Cochrane, who has been a teacher, principal, deputy minister of education in Nova Scotia and former interim president of St. Thomas University, was recognized for his contributions to improving education systems in the Maritimes, notably by championing early childhood learning.

Former lieutenant governor Margaret Norrie McCain has been promoted to companion in recognition of her ongoing philanthropic contributions to across Canada and her enduring commitment to early childhood development. She is one of four Canadians elevated to the rank of companion.

Arseneault said Tuesday she was “shocked and thrilled” when she learned of the distinction.

“It’s unbelievable. It’s last thing you think about while you’re doing your work. You do the things you do because you have a passion for it,” she said.

She’s long been involved in working to end violence against women and family violence. She joined the Muriel McQueen Fergusson Centre shortly after it was created in 1993.

Arseneault says everyone has a role to play in their community.

“I hope seeing such an honour bestowed on the work I do that people remember that if you do all you can do, we may be able to make a difference.

“It’s 2014 and we shouldn’t have to see women like that and children living in situations like that. I do what I do because I believe in it.”

Schofield said when he was approached about the honour, he was happy to accept.

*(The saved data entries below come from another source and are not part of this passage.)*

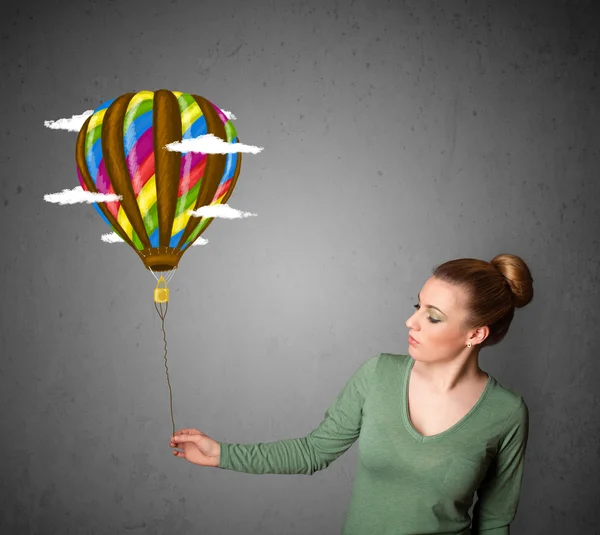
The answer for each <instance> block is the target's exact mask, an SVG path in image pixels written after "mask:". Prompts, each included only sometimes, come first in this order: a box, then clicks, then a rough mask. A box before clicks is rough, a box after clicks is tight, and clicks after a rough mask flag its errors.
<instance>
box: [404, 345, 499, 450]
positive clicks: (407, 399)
mask: <svg viewBox="0 0 600 535" xmlns="http://www.w3.org/2000/svg"><path fill="white" fill-rule="evenodd" d="M408 357H409V358H408V362H407V364H406V365H405V366H404V375H403V377H402V383H403V385H402V386H403V388H402V389H401V390H402V420H403V422H404V426H405V427H406V430H407V431H408V432H409V433H410V434H411V435H412V436H413V437H414V438H415V439H416V440H418V441H419V442H434V441H436V440H441V439H443V438H445V437H447V436H448V435H451V434H452V433H454V432H455V431H457V430H458V429H460V428H461V427H462V426H463V425H465V424H466V423H467V422H468V421H469V420H470V419H471V418H472V417H473V416H474V415H475V413H476V412H477V411H478V410H479V408H480V407H481V405H482V404H483V402H484V401H485V399H486V398H487V396H488V394H489V393H490V392H491V390H492V388H493V387H494V385H495V383H496V380H495V379H494V378H493V377H492V376H491V375H490V374H488V379H487V382H486V384H485V388H484V389H483V392H482V393H481V395H480V396H479V399H478V400H477V403H475V405H473V407H472V408H471V410H470V411H469V412H468V413H467V414H465V415H464V416H463V417H462V418H461V419H460V420H459V421H458V422H456V423H455V424H454V425H453V426H451V427H449V428H448V429H446V430H445V431H442V432H441V433H437V434H435V435H429V436H425V435H422V434H421V433H419V432H418V431H417V430H416V429H415V428H414V426H413V424H412V422H411V421H410V416H409V413H408V386H409V381H410V372H411V370H412V368H413V366H414V365H415V359H413V358H412V357H411V356H410V355H409V356H408Z"/></svg>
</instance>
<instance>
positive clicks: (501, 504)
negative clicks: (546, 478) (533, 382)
mask: <svg viewBox="0 0 600 535" xmlns="http://www.w3.org/2000/svg"><path fill="white" fill-rule="evenodd" d="M528 435H529V411H528V409H527V405H526V404H525V402H524V401H523V398H522V397H520V398H519V404H518V405H517V407H515V409H514V410H513V412H512V414H511V415H510V417H509V418H508V420H507V422H506V424H505V426H504V430H503V432H502V433H501V437H500V442H499V447H498V452H497V455H496V458H495V460H494V461H493V462H492V464H491V465H490V467H489V468H488V471H487V473H486V475H485V478H484V480H483V482H482V484H481V485H480V487H479V489H478V490H477V497H478V501H477V502H476V504H475V507H474V508H473V526H472V535H480V534H481V535H509V534H510V523H511V522H512V521H513V520H514V518H515V516H516V513H517V507H518V503H519V497H520V494H521V483H522V480H523V469H524V465H525V450H526V447H527V439H528Z"/></svg>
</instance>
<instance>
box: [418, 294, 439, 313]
mask: <svg viewBox="0 0 600 535" xmlns="http://www.w3.org/2000/svg"><path fill="white" fill-rule="evenodd" d="M417 298H418V299H419V302H421V292H419V293H418V294H417ZM423 306H424V307H426V308H435V309H436V310H437V311H438V312H442V311H441V310H440V309H439V308H438V307H435V306H433V305H423ZM442 314H444V313H443V312H442ZM445 315H446V314H444V316H445Z"/></svg>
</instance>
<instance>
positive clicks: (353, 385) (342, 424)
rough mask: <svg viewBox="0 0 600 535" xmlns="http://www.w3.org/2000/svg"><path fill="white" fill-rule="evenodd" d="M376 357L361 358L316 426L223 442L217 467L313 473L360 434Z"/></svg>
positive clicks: (336, 457) (286, 473) (286, 472)
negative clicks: (279, 432) (302, 435)
mask: <svg viewBox="0 0 600 535" xmlns="http://www.w3.org/2000/svg"><path fill="white" fill-rule="evenodd" d="M377 359H378V357H371V358H370V359H369V360H367V361H366V362H364V363H363V364H362V365H361V366H360V368H359V369H358V370H357V371H356V372H355V373H354V375H353V376H352V377H351V378H350V380H349V381H348V382H347V383H346V385H345V386H344V388H343V389H342V391H341V392H340V393H339V394H338V396H337V397H336V399H335V401H334V402H333V403H332V404H331V406H330V407H329V408H328V409H327V411H326V412H325V417H324V419H323V421H322V422H321V423H320V424H319V426H318V427H317V428H316V429H315V430H313V431H311V432H310V433H309V434H308V435H307V436H305V437H302V438H293V439H286V440H279V441H277V442H266V443H258V444H229V443H225V442H222V443H220V445H221V457H220V464H219V468H224V469H227V470H235V471H237V472H246V473H251V474H306V475H312V474H314V473H315V472H317V471H319V470H323V469H324V468H327V467H328V466H329V465H330V464H331V463H332V462H333V461H334V460H335V459H337V458H338V457H339V456H340V455H341V454H342V453H344V452H345V451H346V450H348V449H349V448H350V446H352V444H353V443H354V442H355V441H356V439H357V438H358V435H359V434H360V428H361V424H362V408H363V405H364V402H365V399H366V396H367V393H368V385H369V379H370V377H371V374H372V373H373V370H374V368H375V365H376V363H377Z"/></svg>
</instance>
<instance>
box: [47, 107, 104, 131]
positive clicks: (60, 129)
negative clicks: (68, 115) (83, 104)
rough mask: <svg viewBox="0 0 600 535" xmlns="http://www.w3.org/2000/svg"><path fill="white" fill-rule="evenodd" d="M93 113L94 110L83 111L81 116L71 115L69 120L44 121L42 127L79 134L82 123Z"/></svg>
mask: <svg viewBox="0 0 600 535" xmlns="http://www.w3.org/2000/svg"><path fill="white" fill-rule="evenodd" d="M93 113H94V110H87V111H84V112H83V113H82V114H81V115H73V117H71V118H70V119H66V118H65V119H58V120H57V121H44V126H45V127H47V128H52V129H53V130H68V131H69V132H79V131H80V130H81V127H82V126H83V123H85V121H86V120H87V118H88V117H89V116H90V115H92V114H93Z"/></svg>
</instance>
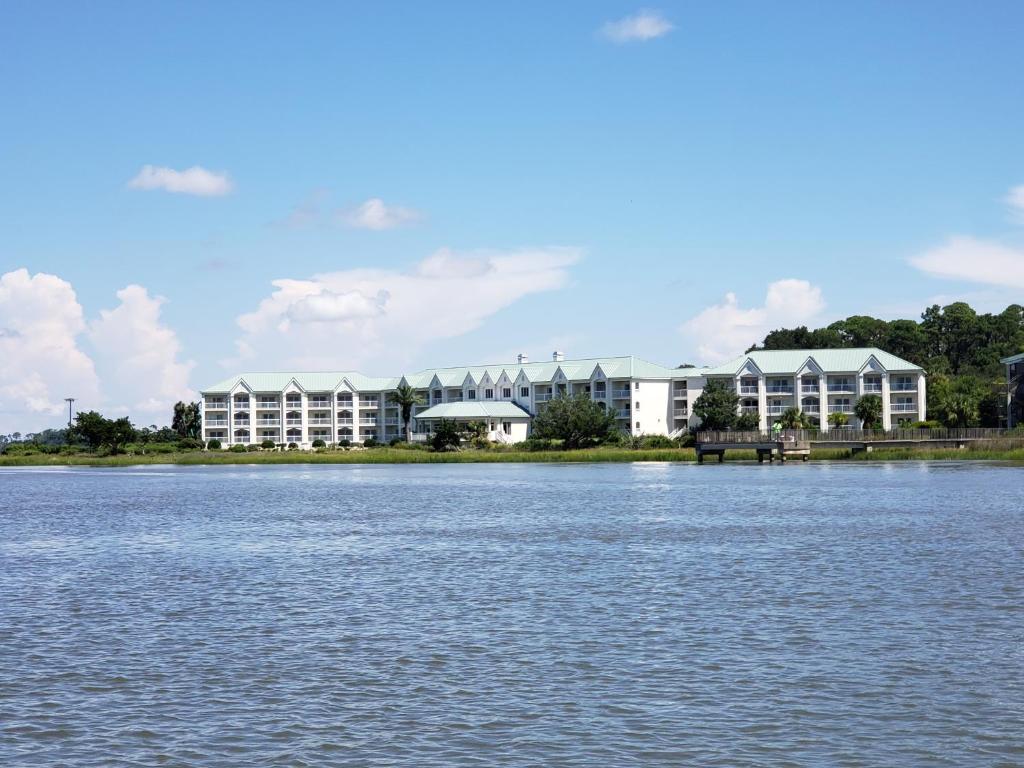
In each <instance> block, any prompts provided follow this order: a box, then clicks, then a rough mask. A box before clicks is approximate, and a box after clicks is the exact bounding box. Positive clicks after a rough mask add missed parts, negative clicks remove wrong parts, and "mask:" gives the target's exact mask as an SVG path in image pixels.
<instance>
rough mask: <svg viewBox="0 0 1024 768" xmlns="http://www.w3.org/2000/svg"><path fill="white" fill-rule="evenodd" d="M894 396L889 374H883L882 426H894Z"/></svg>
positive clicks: (889, 427)
mask: <svg viewBox="0 0 1024 768" xmlns="http://www.w3.org/2000/svg"><path fill="white" fill-rule="evenodd" d="M891 400H892V396H891V391H890V389H889V374H888V373H885V374H882V428H883V429H892V428H893V407H892V402H891Z"/></svg>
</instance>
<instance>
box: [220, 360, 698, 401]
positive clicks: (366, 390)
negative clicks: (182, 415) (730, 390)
mask: <svg viewBox="0 0 1024 768" xmlns="http://www.w3.org/2000/svg"><path fill="white" fill-rule="evenodd" d="M598 367H600V369H601V371H602V372H603V373H604V375H605V377H607V378H609V379H679V378H685V377H694V376H702V375H703V370H702V369H694V368H689V369H675V368H667V367H665V366H658V365H657V364H655V362H648V361H647V360H643V359H640V358H639V357H634V356H633V355H623V356H621V357H585V358H581V359H570V360H559V361H555V360H545V361H543V362H524V364H518V362H512V364H500V365H495V366H465V367H459V368H436V369H425V370H423V371H418V372H416V373H412V374H407V375H406V376H403V377H372V376H364V375H362V374H360V373H358V372H356V371H325V372H312V373H310V372H304V373H302V372H278V373H246V374H240V375H238V376H232V377H230V378H228V379H224V380H223V381H219V382H217V383H216V384H214V385H213V386H210V387H207V388H205V389H204V390H203V392H205V393H220V392H229V391H231V390H232V389H233V388H234V387H236V386H237V385H238V384H239V382H245V384H246V385H247V386H248V387H249V388H250V389H251V390H253V391H254V392H280V391H281V390H283V389H284V388H285V387H287V386H288V385H289V383H291V381H292V380H293V379H294V380H295V382H296V383H297V384H298V385H299V386H300V387H301V388H302V389H304V390H306V391H307V392H330V391H334V390H335V389H338V388H339V387H340V386H341V385H342V384H344V383H346V382H347V383H348V384H349V385H350V386H351V387H352V388H353V389H354V390H356V391H358V392H380V391H386V390H388V389H394V388H395V387H396V386H398V384H399V382H400V381H401V380H402V379H404V380H406V381H407V382H408V383H409V385H410V386H412V387H415V388H417V389H426V388H428V387H429V386H430V385H431V382H432V381H433V380H434V377H435V376H436V377H437V379H438V381H439V382H440V385H441V386H442V387H461V386H462V384H463V382H464V381H465V380H466V377H467V376H471V377H472V378H473V380H474V381H476V382H479V381H480V380H482V379H483V377H484V374H486V375H487V376H489V377H490V379H492V381H495V382H497V381H498V380H499V379H500V378H501V375H502V373H507V374H508V377H509V379H510V380H512V381H515V380H516V378H518V376H519V373H520V372H522V373H524V374H525V376H526V378H527V380H529V381H551V380H552V379H553V378H554V377H555V374H556V372H558V371H559V370H561V372H562V373H563V374H564V375H565V378H566V379H568V380H569V381H588V380H590V378H591V377H592V376H593V374H594V371H595V369H597V368H598Z"/></svg>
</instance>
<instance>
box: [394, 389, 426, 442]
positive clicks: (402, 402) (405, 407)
mask: <svg viewBox="0 0 1024 768" xmlns="http://www.w3.org/2000/svg"><path fill="white" fill-rule="evenodd" d="M389 396H390V399H391V402H393V403H394V404H395V406H397V407H398V408H400V409H401V423H402V425H403V426H404V427H406V441H407V442H412V441H413V431H412V430H411V429H410V427H409V424H410V422H411V421H412V420H413V407H414V406H419V404H420V403H421V402H423V398H422V397H421V396H420V393H419V392H417V391H416V390H415V389H413V387H411V386H410V385H409V384H407V383H406V382H402V383H401V384H399V385H398V386H397V387H395V389H394V391H393V392H391V394H390V395H389Z"/></svg>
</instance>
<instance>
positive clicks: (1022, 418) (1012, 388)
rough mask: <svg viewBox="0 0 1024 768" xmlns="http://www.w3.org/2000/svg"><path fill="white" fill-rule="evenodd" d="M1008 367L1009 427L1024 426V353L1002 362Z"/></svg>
mask: <svg viewBox="0 0 1024 768" xmlns="http://www.w3.org/2000/svg"><path fill="white" fill-rule="evenodd" d="M1000 361H1001V362H1002V364H1004V365H1005V366H1006V367H1007V426H1008V427H1010V428H1013V427H1017V426H1020V425H1021V424H1024V352H1021V353H1020V354H1015V355H1013V356H1012V357H1004V358H1002V359H1001V360H1000Z"/></svg>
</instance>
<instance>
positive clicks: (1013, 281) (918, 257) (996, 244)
mask: <svg viewBox="0 0 1024 768" xmlns="http://www.w3.org/2000/svg"><path fill="white" fill-rule="evenodd" d="M910 264H912V265H913V266H914V267H916V268H918V269H920V270H921V271H923V272H926V273H927V274H931V275H932V276H934V278H943V279H945V280H961V281H965V282H968V283H983V284H987V285H993V286H1005V287H1008V288H1024V250H1021V249H1018V248H1011V247H1009V246H1005V245H1001V244H1000V243H993V242H991V241H984V240H978V239H976V238H970V237H964V236H957V237H952V238H950V239H949V240H948V241H947V242H946V243H945V244H944V245H942V246H939V247H938V248H933V249H932V250H930V251H926V252H925V253H922V254H919V255H916V256H912V257H911V258H910Z"/></svg>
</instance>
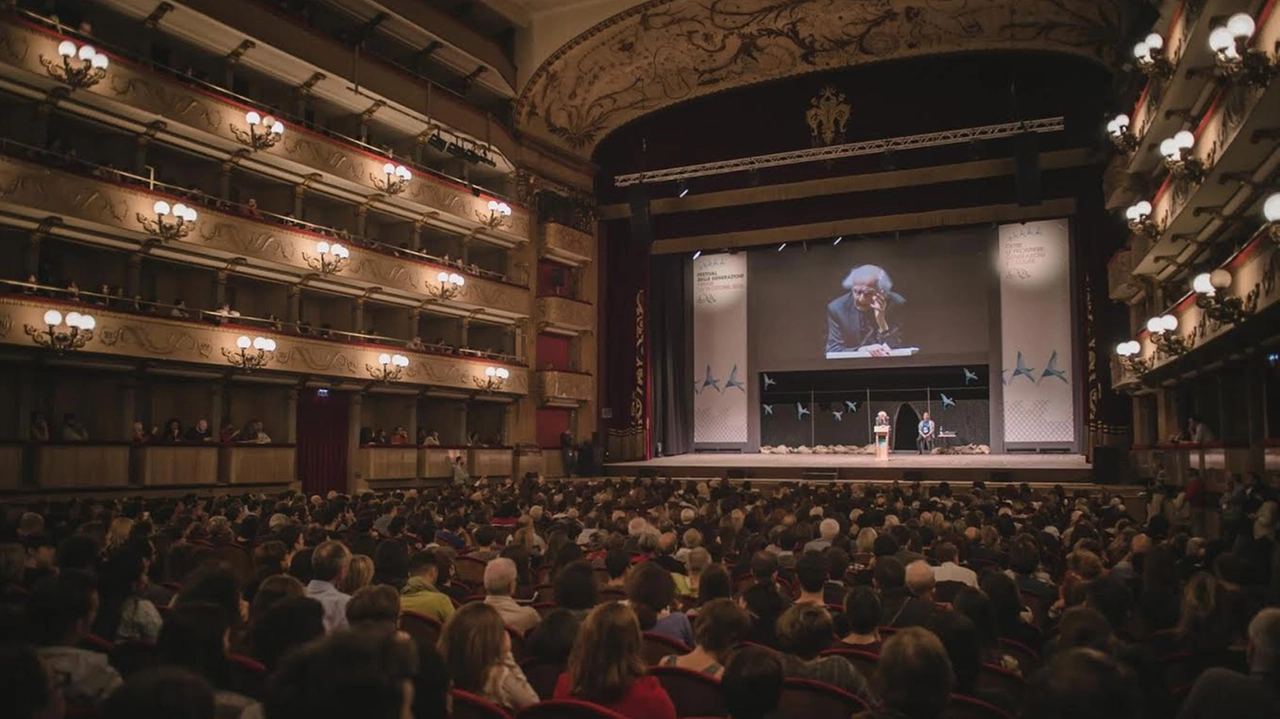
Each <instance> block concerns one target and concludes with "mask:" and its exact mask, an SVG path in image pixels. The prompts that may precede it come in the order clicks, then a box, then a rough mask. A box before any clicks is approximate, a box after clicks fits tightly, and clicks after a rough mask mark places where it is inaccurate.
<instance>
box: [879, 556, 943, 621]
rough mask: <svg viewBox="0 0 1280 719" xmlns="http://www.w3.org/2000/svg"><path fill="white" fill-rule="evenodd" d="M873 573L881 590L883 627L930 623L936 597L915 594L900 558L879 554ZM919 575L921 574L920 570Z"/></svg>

“It surprised me somewhat,” he said.

“You contribute daily, but you don’t realize how much it adds up to in the eyes of others.

He said he hopes it encourages others, particularly those starting out in their careers or beginning their community service.

“I hope it shows them not to be afraid of challenges and that making a contribution to your community is important.”

Recipients will be invited to accept their insignia at a ceremony to be held at a later date.

Appointments to the order are made on the recommendation of an advisory council. More than 6,000 Canadians have been invested into the Order of Canada over the past 46 years, one of the country’s highest civilian honours for outstanding achievement, service to the country and dedication to one’s community.